Monero Hackers Turn Focus to Enterprise Networks

Monero’s prominence amongst hackers is beginning to grow, as new reports suggest that cryptojacking efforts with the asset have been on the upsurge. ZDNet reported yesterday that a group of hackers targeted thousands of enterprise computers to mine the privacy-focused digital asset.

Over 1,000 Networks Infected Already

Citing a report from cybersecurity firm Red Canary, ZDNet reported that Blue Mockingbird, a notable hacking group, has been pushing malware across thousands of enterprise systems. The hackers are reportedly targeting public-facing servers that run ASP.NET apps and use the Telerik as a crucial part of their user interface. 

The report explained that they’ve been able to find the CVE-2019-18935 vulnerability – a remote code execution flaw that allows them to plant web shells on victim servers. Once they gain access to the servers, they install XMRRig, a popular Monero mining application.

They also look for servers that are connected to the internal frameworks of their parent companies. If they find any, they can try pushing the malware on to all computers connected to the network and maximize mining capabilities.

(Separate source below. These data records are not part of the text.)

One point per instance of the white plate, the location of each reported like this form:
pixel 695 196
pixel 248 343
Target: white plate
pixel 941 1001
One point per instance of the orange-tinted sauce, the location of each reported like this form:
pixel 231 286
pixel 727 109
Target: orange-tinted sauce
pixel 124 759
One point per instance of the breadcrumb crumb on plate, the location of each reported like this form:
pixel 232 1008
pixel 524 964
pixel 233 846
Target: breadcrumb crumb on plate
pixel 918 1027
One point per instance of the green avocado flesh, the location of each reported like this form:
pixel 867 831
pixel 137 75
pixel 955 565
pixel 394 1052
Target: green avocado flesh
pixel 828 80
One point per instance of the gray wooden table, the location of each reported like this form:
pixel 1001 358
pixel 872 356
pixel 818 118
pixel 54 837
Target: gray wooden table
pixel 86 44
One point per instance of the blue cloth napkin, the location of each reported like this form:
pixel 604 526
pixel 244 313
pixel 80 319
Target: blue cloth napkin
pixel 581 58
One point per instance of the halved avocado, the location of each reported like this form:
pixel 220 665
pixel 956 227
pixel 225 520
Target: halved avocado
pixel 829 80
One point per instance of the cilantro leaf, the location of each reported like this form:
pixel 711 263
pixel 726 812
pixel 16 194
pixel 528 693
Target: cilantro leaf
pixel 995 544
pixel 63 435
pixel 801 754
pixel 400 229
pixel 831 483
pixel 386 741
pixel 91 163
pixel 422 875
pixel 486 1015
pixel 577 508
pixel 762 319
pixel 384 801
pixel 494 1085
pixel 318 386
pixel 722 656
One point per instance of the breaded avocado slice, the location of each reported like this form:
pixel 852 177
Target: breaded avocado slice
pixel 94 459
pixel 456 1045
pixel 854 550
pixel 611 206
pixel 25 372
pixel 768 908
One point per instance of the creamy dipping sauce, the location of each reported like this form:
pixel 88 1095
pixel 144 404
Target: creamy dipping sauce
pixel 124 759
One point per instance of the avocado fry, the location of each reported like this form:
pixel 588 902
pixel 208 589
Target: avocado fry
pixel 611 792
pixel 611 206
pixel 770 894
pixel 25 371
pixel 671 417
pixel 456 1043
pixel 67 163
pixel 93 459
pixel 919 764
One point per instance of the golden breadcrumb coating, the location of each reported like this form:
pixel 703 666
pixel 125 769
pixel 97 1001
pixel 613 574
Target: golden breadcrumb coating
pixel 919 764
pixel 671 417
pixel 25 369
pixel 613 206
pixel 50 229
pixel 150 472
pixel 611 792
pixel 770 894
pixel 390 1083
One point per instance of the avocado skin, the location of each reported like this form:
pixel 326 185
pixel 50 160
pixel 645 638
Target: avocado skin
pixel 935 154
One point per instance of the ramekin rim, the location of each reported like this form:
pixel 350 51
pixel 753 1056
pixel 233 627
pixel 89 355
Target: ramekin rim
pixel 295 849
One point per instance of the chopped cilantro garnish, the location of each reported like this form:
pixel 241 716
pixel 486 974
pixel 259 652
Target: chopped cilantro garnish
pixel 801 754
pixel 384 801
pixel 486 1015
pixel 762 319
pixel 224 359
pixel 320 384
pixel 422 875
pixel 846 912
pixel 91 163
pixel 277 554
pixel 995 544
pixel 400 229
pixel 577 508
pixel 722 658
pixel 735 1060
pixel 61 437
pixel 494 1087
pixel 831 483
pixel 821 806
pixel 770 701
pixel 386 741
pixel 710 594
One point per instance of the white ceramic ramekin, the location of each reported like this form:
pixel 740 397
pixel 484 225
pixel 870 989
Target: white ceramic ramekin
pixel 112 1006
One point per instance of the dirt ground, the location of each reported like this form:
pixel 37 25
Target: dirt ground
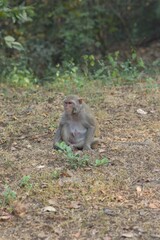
pixel 120 200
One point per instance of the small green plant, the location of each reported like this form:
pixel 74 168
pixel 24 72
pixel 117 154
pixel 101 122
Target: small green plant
pixel 74 159
pixel 55 174
pixel 20 76
pixel 8 195
pixel 100 162
pixel 25 182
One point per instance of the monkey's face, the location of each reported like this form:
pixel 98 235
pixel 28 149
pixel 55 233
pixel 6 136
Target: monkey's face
pixel 69 106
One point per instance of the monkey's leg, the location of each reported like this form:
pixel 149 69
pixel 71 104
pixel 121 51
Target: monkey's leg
pixel 95 143
pixel 65 134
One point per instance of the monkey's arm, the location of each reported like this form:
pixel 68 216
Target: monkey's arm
pixel 89 138
pixel 90 125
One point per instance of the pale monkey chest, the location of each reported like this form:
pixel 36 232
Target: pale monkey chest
pixel 77 130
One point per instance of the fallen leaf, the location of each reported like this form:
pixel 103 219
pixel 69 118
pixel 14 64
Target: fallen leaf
pixel 139 191
pixel 77 235
pixel 141 111
pixel 40 166
pixel 128 235
pixel 154 205
pixel 49 209
pixel 74 205
pixel 102 150
pixel 5 217
pixel 109 212
pixel 107 237
pixel 19 209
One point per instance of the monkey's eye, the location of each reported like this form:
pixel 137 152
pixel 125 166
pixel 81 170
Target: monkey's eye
pixel 68 103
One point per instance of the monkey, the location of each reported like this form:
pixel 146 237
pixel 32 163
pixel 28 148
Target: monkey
pixel 77 125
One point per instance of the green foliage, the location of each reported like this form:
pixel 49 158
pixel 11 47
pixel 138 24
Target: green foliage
pixel 100 162
pixel 20 76
pixel 68 41
pixel 73 159
pixel 55 174
pixel 25 182
pixel 8 195
pixel 11 43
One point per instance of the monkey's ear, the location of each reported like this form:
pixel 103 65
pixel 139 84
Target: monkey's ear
pixel 80 100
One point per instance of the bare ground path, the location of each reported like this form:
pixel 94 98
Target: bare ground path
pixel 120 200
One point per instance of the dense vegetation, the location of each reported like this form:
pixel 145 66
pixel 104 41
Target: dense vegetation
pixel 45 40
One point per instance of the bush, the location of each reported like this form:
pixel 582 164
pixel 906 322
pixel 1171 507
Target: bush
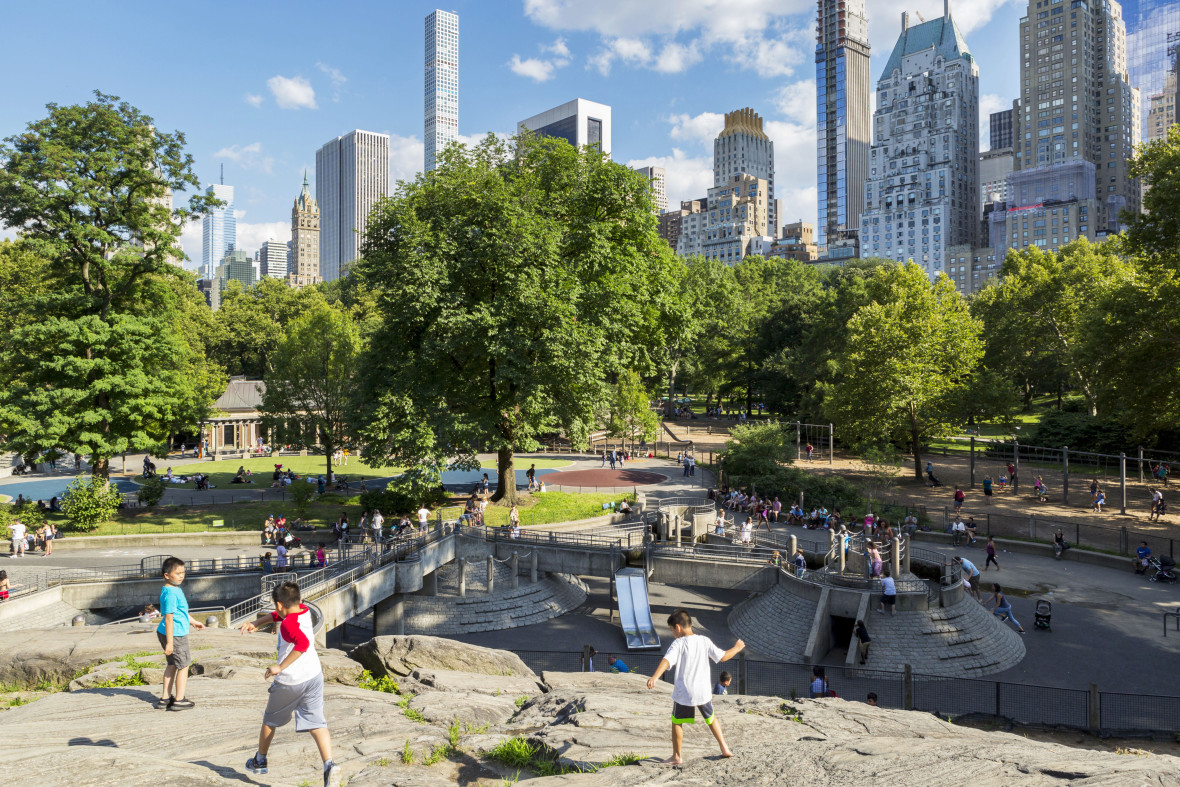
pixel 150 491
pixel 1081 432
pixel 90 502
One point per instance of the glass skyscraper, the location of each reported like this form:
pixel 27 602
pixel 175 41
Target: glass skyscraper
pixel 841 115
pixel 441 83
pixel 1153 34
pixel 218 230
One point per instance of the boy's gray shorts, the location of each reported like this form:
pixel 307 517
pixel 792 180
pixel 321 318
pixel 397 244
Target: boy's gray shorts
pixel 305 700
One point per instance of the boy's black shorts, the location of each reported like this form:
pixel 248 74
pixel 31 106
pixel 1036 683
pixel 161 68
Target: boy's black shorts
pixel 686 714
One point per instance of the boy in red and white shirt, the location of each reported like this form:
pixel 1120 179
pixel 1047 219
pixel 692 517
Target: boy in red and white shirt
pixel 299 681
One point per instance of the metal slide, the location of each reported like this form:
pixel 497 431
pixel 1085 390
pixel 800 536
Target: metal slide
pixel 634 611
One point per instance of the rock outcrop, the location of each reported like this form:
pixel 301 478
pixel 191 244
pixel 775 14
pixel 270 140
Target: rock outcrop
pixel 594 722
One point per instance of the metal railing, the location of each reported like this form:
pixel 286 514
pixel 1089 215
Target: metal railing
pixel 1030 704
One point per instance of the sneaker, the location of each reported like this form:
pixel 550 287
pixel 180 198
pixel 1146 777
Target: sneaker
pixel 256 763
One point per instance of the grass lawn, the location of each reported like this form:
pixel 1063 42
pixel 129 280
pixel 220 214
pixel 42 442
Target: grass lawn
pixel 221 473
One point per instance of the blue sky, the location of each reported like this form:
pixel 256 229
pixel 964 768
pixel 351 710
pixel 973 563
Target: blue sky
pixel 259 86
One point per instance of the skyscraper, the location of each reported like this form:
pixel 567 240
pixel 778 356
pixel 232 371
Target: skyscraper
pixel 656 178
pixel 578 122
pixel 742 148
pixel 1076 103
pixel 841 116
pixel 441 83
pixel 1153 34
pixel 273 260
pixel 923 189
pixel 218 230
pixel 352 172
pixel 303 266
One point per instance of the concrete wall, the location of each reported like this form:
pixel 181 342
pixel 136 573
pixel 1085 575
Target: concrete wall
pixel 202 590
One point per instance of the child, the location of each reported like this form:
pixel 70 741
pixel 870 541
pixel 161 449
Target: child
pixel 174 635
pixel 690 654
pixel 299 681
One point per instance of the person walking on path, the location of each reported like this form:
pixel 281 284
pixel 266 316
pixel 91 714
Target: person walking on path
pixel 889 594
pixel 970 576
pixel 1003 609
pixel 861 634
pixel 690 655
pixel 297 689
pixel 990 548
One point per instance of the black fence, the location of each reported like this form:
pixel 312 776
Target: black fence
pixel 1022 703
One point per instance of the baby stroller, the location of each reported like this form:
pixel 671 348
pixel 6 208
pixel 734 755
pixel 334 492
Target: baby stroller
pixel 1042 615
pixel 1165 569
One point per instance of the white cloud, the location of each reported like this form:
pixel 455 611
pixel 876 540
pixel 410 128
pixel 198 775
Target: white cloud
pixel 542 69
pixel 249 156
pixel 687 177
pixel 292 93
pixel 532 67
pixel 338 79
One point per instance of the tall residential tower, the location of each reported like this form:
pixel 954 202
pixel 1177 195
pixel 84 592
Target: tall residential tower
pixel 1076 102
pixel 218 230
pixel 923 190
pixel 841 116
pixel 441 83
pixel 352 172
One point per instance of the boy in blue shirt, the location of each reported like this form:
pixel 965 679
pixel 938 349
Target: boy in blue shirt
pixel 174 636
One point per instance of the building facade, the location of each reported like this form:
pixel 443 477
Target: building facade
pixel 657 179
pixel 352 172
pixel 1162 110
pixel 843 116
pixel 742 148
pixel 1048 207
pixel 273 260
pixel 235 267
pixel 579 123
pixel 441 91
pixel 218 230
pixel 1153 33
pixel 1076 102
pixel 303 267
pixel 1000 125
pixel 923 190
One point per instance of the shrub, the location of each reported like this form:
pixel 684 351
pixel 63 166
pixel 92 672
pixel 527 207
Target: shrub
pixel 90 502
pixel 151 490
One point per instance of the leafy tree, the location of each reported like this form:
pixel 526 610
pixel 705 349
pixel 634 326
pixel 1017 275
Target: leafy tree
pixel 630 410
pixel 89 502
pixel 909 354
pixel 98 368
pixel 512 283
pixel 310 379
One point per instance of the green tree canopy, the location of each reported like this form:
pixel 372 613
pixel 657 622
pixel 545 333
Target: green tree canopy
pixel 309 380
pixel 909 355
pixel 98 366
pixel 512 282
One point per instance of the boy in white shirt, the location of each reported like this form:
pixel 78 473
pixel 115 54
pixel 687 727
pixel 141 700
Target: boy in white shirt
pixel 299 681
pixel 690 655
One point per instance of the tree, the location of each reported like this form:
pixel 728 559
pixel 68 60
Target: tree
pixel 309 380
pixel 512 282
pixel 630 410
pixel 909 354
pixel 98 368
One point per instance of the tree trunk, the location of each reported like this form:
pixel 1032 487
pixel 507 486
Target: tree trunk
pixel 505 485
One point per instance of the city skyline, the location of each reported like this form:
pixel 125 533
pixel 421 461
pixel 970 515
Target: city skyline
pixel 662 72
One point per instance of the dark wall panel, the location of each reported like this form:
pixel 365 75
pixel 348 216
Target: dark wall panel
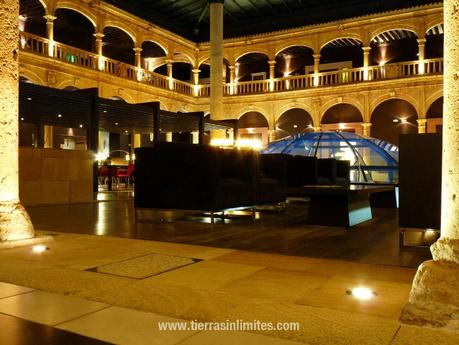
pixel 420 180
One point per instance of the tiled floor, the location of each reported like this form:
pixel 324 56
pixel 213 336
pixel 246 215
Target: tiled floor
pixel 35 317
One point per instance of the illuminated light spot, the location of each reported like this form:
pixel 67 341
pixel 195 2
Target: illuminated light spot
pixel 362 293
pixel 39 248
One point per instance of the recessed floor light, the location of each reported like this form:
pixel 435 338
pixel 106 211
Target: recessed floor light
pixel 39 248
pixel 362 293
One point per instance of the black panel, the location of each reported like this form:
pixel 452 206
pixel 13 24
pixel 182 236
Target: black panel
pixel 420 180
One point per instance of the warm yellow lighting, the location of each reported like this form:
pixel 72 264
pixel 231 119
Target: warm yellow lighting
pixel 249 143
pixel 51 48
pixel 221 142
pixel 316 80
pixel 362 293
pixel 39 248
pixel 22 20
pixel 101 156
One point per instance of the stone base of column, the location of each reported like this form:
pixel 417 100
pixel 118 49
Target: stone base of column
pixel 434 297
pixel 15 222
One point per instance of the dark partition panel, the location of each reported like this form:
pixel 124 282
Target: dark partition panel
pixel 420 180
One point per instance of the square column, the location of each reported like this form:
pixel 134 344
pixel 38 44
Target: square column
pixel 15 223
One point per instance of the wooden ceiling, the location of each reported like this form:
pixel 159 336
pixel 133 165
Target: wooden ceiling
pixel 190 18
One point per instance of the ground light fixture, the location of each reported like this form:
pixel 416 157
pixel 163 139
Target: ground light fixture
pixel 361 293
pixel 39 248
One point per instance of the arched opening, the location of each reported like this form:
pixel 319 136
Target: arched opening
pixel 292 122
pixel 394 46
pixel 31 19
pixel 391 118
pixel 293 61
pixel 252 66
pixel 434 42
pixel 118 45
pixel 152 54
pixel 204 74
pixel 74 29
pixel 253 126
pixel 341 53
pixel 434 117
pixel 342 117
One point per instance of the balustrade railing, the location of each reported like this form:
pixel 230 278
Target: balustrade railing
pixel 65 53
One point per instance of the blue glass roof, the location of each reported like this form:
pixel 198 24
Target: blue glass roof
pixel 372 160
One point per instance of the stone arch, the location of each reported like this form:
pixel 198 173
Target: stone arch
pixel 256 109
pixel 284 46
pixel 342 116
pixel 333 102
pixel 376 102
pixel 388 27
pixel 297 105
pixel 71 5
pixel 433 97
pixel 156 41
pixel 252 51
pixel 294 121
pixel 392 117
pixel 188 57
pixel 433 23
pixel 354 36
pixel 120 26
pixel 33 77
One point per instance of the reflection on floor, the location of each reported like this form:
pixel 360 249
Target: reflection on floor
pixel 286 233
pixel 221 285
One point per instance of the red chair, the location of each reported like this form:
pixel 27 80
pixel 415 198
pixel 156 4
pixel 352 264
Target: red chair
pixel 103 174
pixel 126 174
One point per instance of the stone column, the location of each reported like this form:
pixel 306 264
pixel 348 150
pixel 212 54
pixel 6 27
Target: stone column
pixel 195 72
pixel 48 137
pixel 271 135
pixel 216 59
pixel 366 128
pixel 169 74
pixel 15 223
pixel 316 68
pixel 422 125
pixel 434 297
pixel 421 52
pixel 99 40
pixel 366 61
pixel 232 80
pixel 138 62
pixel 50 33
pixel 272 74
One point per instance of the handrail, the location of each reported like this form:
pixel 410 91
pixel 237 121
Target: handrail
pixel 42 46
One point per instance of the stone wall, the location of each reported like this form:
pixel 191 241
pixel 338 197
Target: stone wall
pixel 50 176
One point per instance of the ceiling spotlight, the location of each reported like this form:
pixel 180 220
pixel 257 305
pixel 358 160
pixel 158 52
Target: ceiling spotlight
pixel 39 248
pixel 362 293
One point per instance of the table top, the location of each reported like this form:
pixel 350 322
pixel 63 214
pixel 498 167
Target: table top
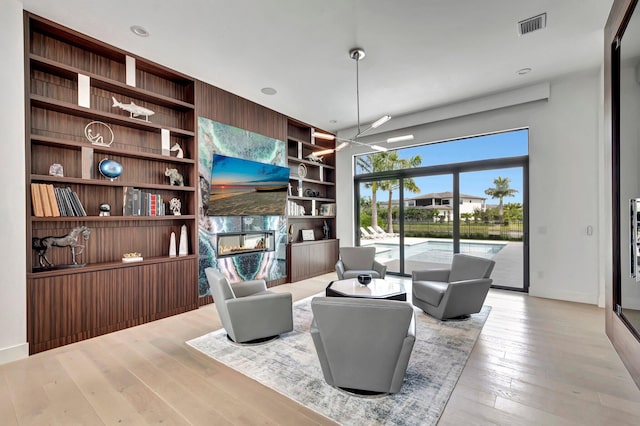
pixel 378 288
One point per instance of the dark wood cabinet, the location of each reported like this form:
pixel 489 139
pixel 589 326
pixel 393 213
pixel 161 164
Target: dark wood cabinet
pixel 311 258
pixel 71 81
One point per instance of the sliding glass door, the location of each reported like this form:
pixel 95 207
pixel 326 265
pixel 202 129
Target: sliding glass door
pixel 378 222
pixel 492 221
pixel 419 205
pixel 428 222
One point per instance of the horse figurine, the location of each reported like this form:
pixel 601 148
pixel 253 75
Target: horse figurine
pixel 175 178
pixel 42 245
pixel 176 147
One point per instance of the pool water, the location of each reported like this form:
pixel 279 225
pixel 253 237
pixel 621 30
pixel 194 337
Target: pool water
pixel 438 251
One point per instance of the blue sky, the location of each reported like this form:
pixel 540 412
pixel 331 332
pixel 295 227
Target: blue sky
pixel 238 172
pixel 499 145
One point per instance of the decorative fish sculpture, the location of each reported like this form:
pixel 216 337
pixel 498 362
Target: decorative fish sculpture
pixel 133 109
pixel 315 158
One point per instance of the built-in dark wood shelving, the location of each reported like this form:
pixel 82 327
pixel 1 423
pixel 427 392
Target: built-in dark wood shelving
pixel 311 163
pixel 68 108
pixel 63 143
pixel 70 304
pixel 112 218
pixel 310 258
pixel 109 265
pixel 106 182
pixel 62 70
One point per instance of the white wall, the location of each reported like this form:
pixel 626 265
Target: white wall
pixel 564 149
pixel 12 175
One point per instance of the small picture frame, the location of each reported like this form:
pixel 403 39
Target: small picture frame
pixel 307 235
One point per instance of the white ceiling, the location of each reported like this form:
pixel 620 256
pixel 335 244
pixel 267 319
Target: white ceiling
pixel 420 53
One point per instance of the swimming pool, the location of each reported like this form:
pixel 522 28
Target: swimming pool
pixel 438 251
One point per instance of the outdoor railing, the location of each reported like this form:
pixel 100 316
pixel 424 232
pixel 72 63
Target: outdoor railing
pixel 507 231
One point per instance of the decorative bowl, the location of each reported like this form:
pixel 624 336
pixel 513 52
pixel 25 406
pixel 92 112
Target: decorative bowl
pixel 364 279
pixel 110 168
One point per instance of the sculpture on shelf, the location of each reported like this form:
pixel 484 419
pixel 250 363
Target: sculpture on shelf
pixel 183 247
pixel 315 158
pixel 177 148
pixel 110 169
pixel 134 110
pixel 172 245
pixel 105 209
pixel 291 233
pixel 56 170
pixel 175 178
pixel 72 240
pixel 175 206
pixel 93 132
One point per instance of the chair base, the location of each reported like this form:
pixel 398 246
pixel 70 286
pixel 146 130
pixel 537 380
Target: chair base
pixel 254 342
pixel 362 393
pixel 460 317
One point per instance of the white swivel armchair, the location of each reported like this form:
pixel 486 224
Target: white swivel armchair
pixel 455 292
pixel 248 311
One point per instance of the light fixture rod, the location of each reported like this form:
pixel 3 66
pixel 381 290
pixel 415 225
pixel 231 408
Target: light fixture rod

“This threat, in particular, has affected a very small percentage of the organizations whose endpoints we monitor. However, we observed roughly 1,000 infections within those organizations, and over a short amount of time,” the cybersecurity firm said.

Monero is continuing to grow more popular amongst crypto and cybercriminals. With Bitcoin going more mainstream and losing its anonymity, Monero has provided a stable alternative. It’s a large-cap cryptocurrency on all rights, and it gives a higher degree of privacy than the top digital asset.

Since most exchanges provide easy Monero-to-Bitcoin conversions, hackers have shown a higher proclivity for the former.

European Universities Are Also at High Risk

Earlier this month, ZDNet also reported about the emergence of a string of supercomputer hacks, all with the purpose of mining Monero. The incidents reportedly happened across yGermans, Switzerland, and the United Kingdom. However, the news source also reported on an attack in a Spanish high-performance computer center. 

ZDNet confirmed that most of the attacks appeared to be centralized around universities and learning institutions. Some of the malware samples found were eventually taken to the Computer Security Incident Response Team, a pan-European supercomputer research association, as well as Cado Security – an American cybersecurity firm.

The latter explained that the hackers appeared to have stolen some SSH credentials belonging to university members in Poland, China, and Canada. Armed with these credentials, they were able to access supercomputer clusters and plant the malware.

“Once attackers gained access to a supercomputing node, they appear to have used an exploit for the CVE-2019-15666 vulnerability to gain root access and then deployed an application that mined the Monero cryptocurrency.” With security threats on the rise and hackers showing an affinity for Monero, it’s truly anyone’s guess how long this trial will go.